To support this in my daily life, I have incorporated plentiful reminders, visual supports, and adaptations to make tasks easier. I have cut down on the number of choices I have to make in a day to reduce decision fatigue. I ask for help initiating chores and to finish them if I get tired prematurely. I focus on the good that completing tasks will bring to my daily life and remind myself that I deserve to live in a clean, navegable space and a fed, hygienic body.

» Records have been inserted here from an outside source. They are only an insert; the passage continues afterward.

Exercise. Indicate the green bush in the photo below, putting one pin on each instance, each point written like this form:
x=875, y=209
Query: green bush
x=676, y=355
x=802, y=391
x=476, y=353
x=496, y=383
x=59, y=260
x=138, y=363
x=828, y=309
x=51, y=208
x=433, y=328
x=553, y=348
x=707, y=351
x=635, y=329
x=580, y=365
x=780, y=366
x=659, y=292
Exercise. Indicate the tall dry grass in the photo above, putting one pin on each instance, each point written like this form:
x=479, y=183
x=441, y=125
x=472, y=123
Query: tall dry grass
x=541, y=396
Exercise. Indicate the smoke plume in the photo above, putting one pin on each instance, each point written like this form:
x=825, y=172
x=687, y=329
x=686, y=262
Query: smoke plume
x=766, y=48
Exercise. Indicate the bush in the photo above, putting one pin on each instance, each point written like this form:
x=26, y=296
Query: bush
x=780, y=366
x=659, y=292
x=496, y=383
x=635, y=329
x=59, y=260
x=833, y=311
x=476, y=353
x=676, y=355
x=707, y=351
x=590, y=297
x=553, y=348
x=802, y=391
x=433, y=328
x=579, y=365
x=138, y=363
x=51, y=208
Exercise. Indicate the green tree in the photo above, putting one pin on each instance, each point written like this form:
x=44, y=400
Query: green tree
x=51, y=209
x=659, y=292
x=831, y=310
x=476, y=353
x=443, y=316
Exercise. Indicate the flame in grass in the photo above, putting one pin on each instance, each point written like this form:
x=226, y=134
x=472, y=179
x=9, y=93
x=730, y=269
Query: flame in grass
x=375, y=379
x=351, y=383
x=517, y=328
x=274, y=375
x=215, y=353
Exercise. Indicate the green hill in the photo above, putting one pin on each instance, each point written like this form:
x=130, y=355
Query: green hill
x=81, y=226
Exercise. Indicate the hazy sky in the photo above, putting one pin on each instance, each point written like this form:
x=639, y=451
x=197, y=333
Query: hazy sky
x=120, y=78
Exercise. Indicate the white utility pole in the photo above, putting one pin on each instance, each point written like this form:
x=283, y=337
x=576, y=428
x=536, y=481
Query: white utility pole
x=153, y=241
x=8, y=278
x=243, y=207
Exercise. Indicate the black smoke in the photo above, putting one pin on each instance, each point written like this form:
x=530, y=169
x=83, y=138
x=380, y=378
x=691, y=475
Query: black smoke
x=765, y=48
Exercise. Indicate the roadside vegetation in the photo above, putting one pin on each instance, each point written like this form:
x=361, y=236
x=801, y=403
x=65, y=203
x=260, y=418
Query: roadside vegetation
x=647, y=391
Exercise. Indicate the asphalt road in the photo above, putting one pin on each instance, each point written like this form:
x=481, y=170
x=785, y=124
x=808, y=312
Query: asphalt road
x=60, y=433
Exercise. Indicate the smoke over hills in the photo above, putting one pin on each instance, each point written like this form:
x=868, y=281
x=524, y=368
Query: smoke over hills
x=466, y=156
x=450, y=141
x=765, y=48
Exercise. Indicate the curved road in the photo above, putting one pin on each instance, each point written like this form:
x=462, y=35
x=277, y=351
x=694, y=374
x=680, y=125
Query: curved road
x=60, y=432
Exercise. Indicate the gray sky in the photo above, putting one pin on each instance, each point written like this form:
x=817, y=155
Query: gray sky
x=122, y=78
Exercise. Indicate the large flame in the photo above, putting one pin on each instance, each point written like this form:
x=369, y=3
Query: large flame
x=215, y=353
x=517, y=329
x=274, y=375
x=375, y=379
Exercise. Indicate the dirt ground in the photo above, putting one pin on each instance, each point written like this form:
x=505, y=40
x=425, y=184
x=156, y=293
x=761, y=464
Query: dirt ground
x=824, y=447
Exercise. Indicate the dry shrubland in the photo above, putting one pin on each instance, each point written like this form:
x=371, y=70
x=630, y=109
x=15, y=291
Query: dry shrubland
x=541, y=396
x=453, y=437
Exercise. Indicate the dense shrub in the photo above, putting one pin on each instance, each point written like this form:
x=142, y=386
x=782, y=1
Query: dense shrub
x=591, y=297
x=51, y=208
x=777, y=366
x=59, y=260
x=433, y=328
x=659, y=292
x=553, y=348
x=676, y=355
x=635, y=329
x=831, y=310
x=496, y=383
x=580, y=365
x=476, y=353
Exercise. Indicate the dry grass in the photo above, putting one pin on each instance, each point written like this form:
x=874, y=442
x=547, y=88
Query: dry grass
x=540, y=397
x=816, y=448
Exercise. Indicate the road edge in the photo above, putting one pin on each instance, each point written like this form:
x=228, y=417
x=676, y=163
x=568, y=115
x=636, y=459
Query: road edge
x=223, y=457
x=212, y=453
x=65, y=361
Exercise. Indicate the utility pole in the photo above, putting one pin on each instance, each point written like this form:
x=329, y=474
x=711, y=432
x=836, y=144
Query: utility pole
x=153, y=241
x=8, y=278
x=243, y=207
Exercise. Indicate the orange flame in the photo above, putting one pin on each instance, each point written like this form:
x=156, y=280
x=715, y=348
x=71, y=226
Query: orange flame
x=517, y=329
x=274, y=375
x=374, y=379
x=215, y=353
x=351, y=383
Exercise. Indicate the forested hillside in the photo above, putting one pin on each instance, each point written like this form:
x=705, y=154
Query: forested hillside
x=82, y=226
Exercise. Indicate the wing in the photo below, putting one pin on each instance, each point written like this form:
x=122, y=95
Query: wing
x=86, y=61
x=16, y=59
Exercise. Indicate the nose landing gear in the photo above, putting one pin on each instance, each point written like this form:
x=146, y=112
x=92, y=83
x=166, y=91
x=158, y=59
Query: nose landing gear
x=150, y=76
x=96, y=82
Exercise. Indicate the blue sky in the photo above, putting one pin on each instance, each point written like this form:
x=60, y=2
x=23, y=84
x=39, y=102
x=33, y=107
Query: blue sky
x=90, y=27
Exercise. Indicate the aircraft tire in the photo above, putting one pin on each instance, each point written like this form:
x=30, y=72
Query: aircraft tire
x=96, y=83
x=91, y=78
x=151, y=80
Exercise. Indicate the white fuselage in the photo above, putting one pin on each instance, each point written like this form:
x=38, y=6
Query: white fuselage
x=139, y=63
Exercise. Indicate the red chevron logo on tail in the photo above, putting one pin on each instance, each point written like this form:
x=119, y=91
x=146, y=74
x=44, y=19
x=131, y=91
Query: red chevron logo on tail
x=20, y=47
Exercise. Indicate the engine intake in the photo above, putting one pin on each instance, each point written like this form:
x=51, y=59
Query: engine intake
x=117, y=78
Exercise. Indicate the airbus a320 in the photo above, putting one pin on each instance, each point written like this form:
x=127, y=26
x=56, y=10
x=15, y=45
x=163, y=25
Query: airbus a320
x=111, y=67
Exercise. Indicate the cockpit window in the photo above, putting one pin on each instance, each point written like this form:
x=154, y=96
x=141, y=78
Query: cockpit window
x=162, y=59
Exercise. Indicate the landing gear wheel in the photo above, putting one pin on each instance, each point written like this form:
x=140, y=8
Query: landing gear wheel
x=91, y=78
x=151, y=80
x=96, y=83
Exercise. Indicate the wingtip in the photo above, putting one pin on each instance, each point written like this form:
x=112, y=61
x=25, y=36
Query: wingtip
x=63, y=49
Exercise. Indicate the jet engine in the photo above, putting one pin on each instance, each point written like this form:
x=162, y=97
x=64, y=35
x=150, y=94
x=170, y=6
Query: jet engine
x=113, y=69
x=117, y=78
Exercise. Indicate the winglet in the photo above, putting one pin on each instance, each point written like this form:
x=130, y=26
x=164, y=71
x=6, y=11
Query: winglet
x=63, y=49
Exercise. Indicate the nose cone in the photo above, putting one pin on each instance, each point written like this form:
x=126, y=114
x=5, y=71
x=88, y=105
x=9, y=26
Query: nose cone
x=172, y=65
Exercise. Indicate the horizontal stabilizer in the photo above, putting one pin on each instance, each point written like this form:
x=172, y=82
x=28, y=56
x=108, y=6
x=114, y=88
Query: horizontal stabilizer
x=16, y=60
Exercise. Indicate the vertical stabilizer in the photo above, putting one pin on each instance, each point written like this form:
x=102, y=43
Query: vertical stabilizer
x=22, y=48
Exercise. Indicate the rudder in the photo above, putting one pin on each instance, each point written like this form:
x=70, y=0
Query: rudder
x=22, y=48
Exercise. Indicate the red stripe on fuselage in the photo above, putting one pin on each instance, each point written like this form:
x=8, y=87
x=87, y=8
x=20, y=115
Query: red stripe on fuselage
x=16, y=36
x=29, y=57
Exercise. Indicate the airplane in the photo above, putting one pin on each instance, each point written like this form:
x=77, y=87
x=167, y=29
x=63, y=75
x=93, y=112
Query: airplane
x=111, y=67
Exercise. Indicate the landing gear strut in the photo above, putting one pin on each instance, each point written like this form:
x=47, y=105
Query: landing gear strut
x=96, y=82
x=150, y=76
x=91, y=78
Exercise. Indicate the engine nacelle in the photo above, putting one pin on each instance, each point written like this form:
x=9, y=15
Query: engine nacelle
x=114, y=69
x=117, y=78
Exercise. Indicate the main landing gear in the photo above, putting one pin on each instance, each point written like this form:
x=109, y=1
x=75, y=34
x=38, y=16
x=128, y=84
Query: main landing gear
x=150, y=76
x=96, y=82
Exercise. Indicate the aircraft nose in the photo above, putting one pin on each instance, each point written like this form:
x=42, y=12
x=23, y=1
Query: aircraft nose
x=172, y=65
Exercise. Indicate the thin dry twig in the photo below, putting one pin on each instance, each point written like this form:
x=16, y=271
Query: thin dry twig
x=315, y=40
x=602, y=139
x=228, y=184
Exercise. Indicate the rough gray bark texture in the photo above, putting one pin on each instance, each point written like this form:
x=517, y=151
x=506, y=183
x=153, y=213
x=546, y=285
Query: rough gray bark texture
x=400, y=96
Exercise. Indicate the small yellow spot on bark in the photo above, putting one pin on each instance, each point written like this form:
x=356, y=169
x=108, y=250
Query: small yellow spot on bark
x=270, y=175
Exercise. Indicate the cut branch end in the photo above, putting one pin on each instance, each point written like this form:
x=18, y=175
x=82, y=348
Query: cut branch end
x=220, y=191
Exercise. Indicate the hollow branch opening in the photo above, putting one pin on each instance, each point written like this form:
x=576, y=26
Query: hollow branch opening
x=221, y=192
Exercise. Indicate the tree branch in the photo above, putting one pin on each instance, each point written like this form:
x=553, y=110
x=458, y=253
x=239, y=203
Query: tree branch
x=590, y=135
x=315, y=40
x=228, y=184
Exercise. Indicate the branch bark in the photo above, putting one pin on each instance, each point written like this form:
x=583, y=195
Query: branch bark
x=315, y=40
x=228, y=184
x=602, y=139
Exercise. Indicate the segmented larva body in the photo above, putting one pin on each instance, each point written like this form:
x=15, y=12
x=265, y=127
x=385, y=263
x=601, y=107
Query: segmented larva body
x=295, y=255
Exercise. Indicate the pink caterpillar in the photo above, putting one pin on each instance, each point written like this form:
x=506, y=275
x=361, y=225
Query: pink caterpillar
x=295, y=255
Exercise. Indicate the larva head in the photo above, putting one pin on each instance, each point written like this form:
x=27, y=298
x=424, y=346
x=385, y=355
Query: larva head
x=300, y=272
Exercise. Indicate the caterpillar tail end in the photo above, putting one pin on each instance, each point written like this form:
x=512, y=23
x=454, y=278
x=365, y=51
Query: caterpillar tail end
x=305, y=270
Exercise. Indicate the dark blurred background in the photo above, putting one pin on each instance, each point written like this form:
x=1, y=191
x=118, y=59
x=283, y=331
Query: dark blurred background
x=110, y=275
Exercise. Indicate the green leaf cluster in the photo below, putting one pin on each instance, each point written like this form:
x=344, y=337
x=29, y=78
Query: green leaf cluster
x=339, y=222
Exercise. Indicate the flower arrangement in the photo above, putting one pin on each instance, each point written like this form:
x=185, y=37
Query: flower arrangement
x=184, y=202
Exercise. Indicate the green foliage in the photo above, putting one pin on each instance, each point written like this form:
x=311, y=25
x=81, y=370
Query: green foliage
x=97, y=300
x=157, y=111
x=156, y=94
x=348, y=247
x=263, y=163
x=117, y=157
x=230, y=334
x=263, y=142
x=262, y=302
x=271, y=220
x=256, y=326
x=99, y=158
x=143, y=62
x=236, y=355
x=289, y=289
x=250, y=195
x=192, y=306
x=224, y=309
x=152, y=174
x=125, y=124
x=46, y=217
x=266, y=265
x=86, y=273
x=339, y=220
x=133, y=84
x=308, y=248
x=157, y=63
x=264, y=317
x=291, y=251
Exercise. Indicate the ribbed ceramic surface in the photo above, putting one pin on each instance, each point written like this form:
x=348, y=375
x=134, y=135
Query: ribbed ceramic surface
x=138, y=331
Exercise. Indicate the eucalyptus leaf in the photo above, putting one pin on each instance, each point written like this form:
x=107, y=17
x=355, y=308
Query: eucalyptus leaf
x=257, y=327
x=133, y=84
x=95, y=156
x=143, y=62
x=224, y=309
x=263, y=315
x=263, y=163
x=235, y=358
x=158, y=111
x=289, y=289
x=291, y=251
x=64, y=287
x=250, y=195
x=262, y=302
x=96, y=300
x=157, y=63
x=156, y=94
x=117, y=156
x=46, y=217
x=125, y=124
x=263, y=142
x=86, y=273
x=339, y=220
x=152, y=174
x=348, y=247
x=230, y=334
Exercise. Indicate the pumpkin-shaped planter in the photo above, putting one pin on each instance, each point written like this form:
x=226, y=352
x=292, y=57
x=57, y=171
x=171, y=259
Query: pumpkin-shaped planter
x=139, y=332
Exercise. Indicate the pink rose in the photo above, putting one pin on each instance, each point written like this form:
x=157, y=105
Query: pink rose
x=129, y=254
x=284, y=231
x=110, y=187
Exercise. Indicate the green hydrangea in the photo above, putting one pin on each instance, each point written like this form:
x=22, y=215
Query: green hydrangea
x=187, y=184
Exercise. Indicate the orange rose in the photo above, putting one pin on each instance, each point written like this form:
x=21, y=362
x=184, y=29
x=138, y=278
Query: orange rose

Nonetheless it is still exhausting to re-teach myself how to be an adult, and to really address my internalized ableism around our society’s ideas of independence. For many, many ND people, the level of support you need to be really functional in your daily life may be fairly substantial. I have always considered myself low support needs because I’ve been able to hold down a job, but at the end of the day I can’t feed myself or keep my space organized - so am I really functional without help?


I hope to get more of my motivation, organizational skills, and energy back as time passes. But in the meantime if I seem distracted, absent, or struggling - it’s because I’m figuring out how to settle into this more adaptive and affirming lifestyle. It’s not easy, and there are no real guide books, but I think in the end it will be worth it to not keep hitting these deep periods of burnout every few years.